At VMware, a company that about a decade ago enjoyed selling the “easiest value proposition in IT history,” staying relevant today, in a world where most enterprise applications are already running on virtual machines, and where companies have a constantly expanding universe of infrastructure options for their software, never stops being a work in progress.
John Gilmartin, a VMware VP and general manager of is Integrated Systems business unit, says that if Intel is correct when it says that “the paranoid survive,” than there’s nothing that doesn’t make VMware paranoid. “Are you being relevant? Are you investing in things that are important?” Answers to those questions are moving targets nowadays.
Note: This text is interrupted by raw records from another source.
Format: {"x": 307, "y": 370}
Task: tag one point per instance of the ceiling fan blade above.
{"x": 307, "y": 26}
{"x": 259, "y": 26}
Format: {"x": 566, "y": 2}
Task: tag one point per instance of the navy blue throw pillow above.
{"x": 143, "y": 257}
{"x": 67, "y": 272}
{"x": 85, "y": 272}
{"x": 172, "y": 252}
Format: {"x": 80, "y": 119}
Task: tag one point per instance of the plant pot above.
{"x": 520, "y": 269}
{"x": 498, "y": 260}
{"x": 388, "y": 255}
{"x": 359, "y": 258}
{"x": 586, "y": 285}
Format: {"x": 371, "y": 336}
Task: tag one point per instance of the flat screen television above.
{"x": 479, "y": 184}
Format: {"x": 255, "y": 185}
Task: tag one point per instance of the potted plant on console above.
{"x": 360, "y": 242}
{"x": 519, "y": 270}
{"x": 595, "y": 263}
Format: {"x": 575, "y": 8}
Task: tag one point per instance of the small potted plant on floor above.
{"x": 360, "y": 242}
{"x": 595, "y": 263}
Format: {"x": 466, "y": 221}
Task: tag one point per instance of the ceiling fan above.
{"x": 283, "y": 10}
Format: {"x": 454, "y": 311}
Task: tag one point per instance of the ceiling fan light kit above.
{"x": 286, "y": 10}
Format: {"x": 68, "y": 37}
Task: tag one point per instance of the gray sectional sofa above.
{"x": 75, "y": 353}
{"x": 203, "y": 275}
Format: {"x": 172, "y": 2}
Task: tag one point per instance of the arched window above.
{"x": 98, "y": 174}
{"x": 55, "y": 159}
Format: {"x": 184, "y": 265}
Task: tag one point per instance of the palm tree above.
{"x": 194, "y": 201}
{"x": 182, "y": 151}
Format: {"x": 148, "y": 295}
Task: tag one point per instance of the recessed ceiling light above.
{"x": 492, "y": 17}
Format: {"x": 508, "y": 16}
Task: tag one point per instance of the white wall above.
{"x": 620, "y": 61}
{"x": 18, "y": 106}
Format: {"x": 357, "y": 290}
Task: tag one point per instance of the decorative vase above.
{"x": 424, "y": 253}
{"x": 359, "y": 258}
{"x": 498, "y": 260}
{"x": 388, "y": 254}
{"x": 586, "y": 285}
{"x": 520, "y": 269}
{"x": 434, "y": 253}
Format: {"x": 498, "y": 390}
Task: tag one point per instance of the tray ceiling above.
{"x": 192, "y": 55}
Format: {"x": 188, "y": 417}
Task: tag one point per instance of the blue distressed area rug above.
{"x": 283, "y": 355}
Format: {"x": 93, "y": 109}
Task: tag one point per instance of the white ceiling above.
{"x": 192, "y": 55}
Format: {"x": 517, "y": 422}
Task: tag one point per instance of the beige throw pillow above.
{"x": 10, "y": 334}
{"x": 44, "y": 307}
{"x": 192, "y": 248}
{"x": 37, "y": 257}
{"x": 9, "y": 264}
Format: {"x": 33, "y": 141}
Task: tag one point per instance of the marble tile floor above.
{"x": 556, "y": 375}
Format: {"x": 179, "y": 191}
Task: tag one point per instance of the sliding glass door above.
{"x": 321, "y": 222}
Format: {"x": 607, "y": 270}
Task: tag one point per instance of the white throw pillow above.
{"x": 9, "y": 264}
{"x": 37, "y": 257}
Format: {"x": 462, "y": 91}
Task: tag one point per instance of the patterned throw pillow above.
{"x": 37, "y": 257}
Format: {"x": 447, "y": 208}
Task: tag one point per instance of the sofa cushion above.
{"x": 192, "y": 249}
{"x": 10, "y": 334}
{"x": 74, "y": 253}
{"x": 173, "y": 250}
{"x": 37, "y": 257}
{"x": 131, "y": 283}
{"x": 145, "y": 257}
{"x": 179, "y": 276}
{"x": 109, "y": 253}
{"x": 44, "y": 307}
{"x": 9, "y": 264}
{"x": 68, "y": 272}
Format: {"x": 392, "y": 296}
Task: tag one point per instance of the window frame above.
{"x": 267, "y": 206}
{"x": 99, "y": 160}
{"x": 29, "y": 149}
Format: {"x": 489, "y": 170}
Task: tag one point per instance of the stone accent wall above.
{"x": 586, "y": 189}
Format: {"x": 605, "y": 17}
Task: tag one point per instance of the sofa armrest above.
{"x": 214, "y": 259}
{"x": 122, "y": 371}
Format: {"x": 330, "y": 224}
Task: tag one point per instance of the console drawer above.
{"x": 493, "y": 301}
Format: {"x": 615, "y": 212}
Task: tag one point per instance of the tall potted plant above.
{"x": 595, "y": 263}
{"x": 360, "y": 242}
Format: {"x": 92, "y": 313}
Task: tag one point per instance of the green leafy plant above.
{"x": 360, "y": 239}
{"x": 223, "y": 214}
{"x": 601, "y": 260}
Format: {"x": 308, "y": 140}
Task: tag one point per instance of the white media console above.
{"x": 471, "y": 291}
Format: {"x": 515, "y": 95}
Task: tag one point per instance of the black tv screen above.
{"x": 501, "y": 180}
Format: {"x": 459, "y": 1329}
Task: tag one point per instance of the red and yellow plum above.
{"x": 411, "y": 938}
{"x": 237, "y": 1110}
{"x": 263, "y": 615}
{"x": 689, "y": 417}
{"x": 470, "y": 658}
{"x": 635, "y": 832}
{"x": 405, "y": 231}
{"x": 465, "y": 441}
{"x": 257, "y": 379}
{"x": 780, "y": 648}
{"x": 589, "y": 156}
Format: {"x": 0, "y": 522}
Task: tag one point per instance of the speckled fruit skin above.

After more than a tryst with becoming a cloud service provider – the vCloud Air days – the Palo Alto-based outfit whose impact on the data center industry is yet to be matched as far a software makers go, is now squarely back to doing what it’s always been good at: making data center software. Let those who excel at building and managing data centers build and manage data centers, goes the thinking. Those would be the likes of Amazon Web Services, now VMware’s biggest ally in the cloud space. VMware is going to focus on making the life of its core audience — the enterprise IT shops — easier as they traverse a world where one cloud simply won’t cut it.
Gilmartin expanded on this in an interview for The Data Center Podcast recently. We talked about VMware’s current cloud strategy, reflected on the company’s impact on the data center industry (the whole one server instead of 10 thing turned out to be a big deal), and what it’s like to be part of its new parent, Dell Technologies.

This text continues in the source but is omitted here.